Marcus Schinkel/Voyager IV @ Harmonie Bonn, Foto: Wolfgang Merx

Marcus Schinkel bzw. Voyager IV waren wirklich spitze: Aus dem Projekt ist in den zwei Jahren, seit wir sie das letzte Mal sahen, eine echte Band entstanden. Der Sänger und Multiinstrumentalist Johannes Kuchta hat eine prominente Rolle in der Band eingenommen und sich zum zweiten Frontmann entwickelt, auch wenn Marcus immer noch den Ton angibt. Zwar sind die „Bilder einer Ausstellung“ immer noch die Grundlage der Musik, doch die daraus entwickelten Stücke entfernen sich immer weiter von Emerson, Lake & Palmers Version (welche die Grundlage des Konzepts ist) – was ich aber nicht schlecht finde.

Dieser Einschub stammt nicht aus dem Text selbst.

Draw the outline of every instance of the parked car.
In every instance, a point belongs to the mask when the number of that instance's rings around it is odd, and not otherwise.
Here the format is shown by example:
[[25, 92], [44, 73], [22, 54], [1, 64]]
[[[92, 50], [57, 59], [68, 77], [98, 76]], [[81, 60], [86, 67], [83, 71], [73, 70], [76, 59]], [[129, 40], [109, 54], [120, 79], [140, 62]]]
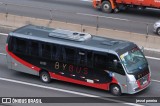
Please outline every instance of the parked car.
[[154, 32], [155, 32], [156, 34], [160, 35], [160, 20], [157, 21], [157, 22], [155, 22], [155, 24], [154, 24], [153, 27], [154, 27]]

Mitunter klingt die Band ein bisschen wie Genesis in der Duke-Phase, aber sehr oft einfach wie eine moderne Jazzband, die den Pop bzw. Prog für sich entdeckt hat. Emerson, Lake & Palmer kommt klanglich und musikalisch nur in den wenigsten Stücken vor, aber wenn, dann richtig. ‘Take a Pebble’ war ein Highlight des Abends, weil Schinkel die Pianosaiten wie im Original gezupft hat – und natürlich, weil sein Pianosolo (voller ELP-Zitate und mit ‘Tarkus’ als Finale) im Mittelteil so unheimlich dicht und stark war. Ich nehme an, dass er es zuvor notiert hat, weil selbst er sich so etwas wohl kaum aus dem Ärmel schütteln kann. Die Zugabe war – wie schon oft – ‘I talk to the Wind’.

Die Spielfreude der Band ist unheimlich groß. Wie locker diese vier erstklassigen Musiker die komplexen Stücke präsentieren, ist einfach wunderbar.

Diese Band müsste eigentlich auch bei der Night of the Prog spielen. Ich bin mir sicher, dass die Band ein noch viel größeres Potential hat. Wir sind schon sehr auf das neue Album gespannt, was wohl im zweiten Quartal diesen Jahres herauskommen wird.